No era mi hijo ni mi hija, ni mis sobrinas o sus amigas, ni las hijas o sobrinos de ninguna persona que yo conozca. No sucedió en la ciudad que me acoge, ni bajo el cielo que me sonríe. Y, sin embargo, me duele y me enoja y me indigna de ida y vuelta. Porque los desastres previsibles duelen, enojan e indignan.
El operativo policiaco en una discoteca del Distrito Federal, que provocó 12 muertes, una veintena de personas heridas y violaciones a los derechos humanos de adolescentes y jóvenes, fue un desastre que se monta en otros desastres.
Porque, para empezar, es un desastre que haya antros en los que se venda bebidas alcohólicas a menores de edad. ¿Pues que no está prohibido por la Ley? ¿Nadie supervisa? ¿Nadie vigila? ¿Nadie sanciona?
Porque, para seguir, es un desastre que se haya organizado (es un decir) un operativo policiaco como si se tratara de irrumpir en una reunión de narcotraficantes. ¿Se necesitaban 150 elementos policiacos para hacer una redada en una discoteca en la que, fundamentalmente esperaban encontrar a menores de edad? ¿Para qué tal despliegue?
Y porque, para terminar, es un desastre tener varias policías, tan mal capacitadas, tan mal organizadas, tan mal acostumbradas a sentirse todopoderosas, tan mal…
Esos desastres sólo pueden provocar desastre.
En principio me duele ver a madres y a padres llorar la muerte de sus hijos o hijas; una muerte tan estúpida como absurda. Y, en seguida, me enoja y me indigna tener la absoluta certeza de que puede suceder nuevamente en cualquier parte a cualquier hora por cualquier motivo.
Porque el que haya sucedido en una discoteca del DF. es una mera circunstancia geográfica. Pudo suceder en cualquier ciudad de cualquier municipio de cualquier estado del país.
Salvo honrosas excepciones (quiero pensar que hay excepciones) en nuestro país no hay un control estricto (a veces ni siquiera un control a secas) de la venta de licores a menores de edad. Esas infracciones a la Ley, como muchísimas otras, se cometen todos los días a lo largo y ancho del territorio nacional con la participación –por acción u omisión- de las autoridades.

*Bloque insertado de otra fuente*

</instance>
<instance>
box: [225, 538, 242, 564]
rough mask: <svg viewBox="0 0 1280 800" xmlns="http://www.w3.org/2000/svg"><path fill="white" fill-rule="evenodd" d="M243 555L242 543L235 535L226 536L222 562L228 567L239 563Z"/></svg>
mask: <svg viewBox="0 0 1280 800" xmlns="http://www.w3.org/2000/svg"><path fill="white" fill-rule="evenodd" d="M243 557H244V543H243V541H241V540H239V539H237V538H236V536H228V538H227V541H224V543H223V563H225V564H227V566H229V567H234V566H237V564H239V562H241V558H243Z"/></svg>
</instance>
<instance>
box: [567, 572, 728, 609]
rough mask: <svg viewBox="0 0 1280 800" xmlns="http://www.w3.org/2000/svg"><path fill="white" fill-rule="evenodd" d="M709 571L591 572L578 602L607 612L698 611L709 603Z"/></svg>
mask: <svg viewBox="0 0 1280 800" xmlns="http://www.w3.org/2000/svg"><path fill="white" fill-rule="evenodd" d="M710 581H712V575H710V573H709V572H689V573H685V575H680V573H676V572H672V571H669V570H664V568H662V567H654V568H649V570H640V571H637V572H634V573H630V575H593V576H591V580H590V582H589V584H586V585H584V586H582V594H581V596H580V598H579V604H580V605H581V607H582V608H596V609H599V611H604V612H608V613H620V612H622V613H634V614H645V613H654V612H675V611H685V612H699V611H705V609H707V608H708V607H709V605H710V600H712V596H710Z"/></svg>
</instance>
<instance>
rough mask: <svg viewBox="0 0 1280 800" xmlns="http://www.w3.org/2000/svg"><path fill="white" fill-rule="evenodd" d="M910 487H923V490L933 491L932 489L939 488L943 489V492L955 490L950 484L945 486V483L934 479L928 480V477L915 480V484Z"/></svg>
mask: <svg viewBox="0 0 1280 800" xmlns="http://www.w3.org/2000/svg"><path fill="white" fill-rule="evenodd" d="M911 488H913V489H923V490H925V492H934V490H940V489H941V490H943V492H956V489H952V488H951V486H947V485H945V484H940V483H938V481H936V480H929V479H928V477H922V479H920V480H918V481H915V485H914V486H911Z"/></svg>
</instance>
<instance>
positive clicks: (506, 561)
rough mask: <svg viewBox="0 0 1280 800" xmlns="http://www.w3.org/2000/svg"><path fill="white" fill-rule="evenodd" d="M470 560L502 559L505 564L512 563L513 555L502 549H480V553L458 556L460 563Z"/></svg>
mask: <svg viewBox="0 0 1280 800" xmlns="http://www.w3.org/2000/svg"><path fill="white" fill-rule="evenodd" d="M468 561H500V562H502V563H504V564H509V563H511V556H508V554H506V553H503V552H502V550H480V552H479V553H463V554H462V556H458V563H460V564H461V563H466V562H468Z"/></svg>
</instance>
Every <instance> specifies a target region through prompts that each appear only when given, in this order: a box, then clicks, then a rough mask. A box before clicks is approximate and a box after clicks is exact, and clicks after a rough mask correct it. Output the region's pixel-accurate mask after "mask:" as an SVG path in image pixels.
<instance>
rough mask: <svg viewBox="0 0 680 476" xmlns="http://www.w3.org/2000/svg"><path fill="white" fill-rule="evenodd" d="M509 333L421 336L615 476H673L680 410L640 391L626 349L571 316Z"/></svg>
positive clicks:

Porque, diga lo que diga nuestro presidente, a las y los jóvenes se les criminaliza de entrada. Observe cualquier operativo policiaco y cualquier retén militar, y mire la manera y el modo en que se dirigen y revisan a jóvenes.
Y porque los cuerpos policiacos del país tienen fama de ser los peores de Latinoamérica (y conste que la mala fama se la ganaron antes del desastroso operativo del 20 de junio).
Agréguele que en México hay numerosos cuerpos policiacos, con fronteras a veces poco claras, pero con egos bien definidos y cotos de poder bien defendibles.
La suma de estos desastres sólo puede dar como resultado un desastre.
Un desastre que provocó 12 muertes y varias personas lesionadas.
Un desastre que implicó, además, graves violaciones a los derechos humanos de las y los jóvenes. Más de 30 adolescentes detenidas denunciaron que fueron obligadas a desnudarse frente a policías; hay denuncias de vejaciones, maltratos y abusos sexuales.
Un desastre que pronto empezó a ser utilizado políticamente, en un país en que lo político se reduce a una simple, burda y vulgar lucha por el poder.
Un desastre que pudo haber sucedido en mi ciudad o en la suya y que pudo haber afectado a mi hijo o a su hija.
Un desastre que nunca debió ocurrir y, no obstante, era perfectamente previsible y sería fácilmente repetible.
Un desastre por los cuatro costados.
En este desastre, claro que hay culpables con nombres y apellidos; hay, también, responsables directos e indirectos. Pero sobre todo, hay graves problemas estructurales de corrupción, de impunidad, de ineficiencia, de ineficacia, de abuso de autoridad, de falta de organización, de ausencia de capacitación, de ausencia de un Estado de Derecho.
Y todo eso está en el origen del desastre. De manera que, podrán rodar cabezas y encarcelarse a los culpables, pero, en esencia, la potencialidad de otro desastre de igual o mayores proporciones sigue intacta. Y mientras eso no cambie, vivimos en situación de desastre.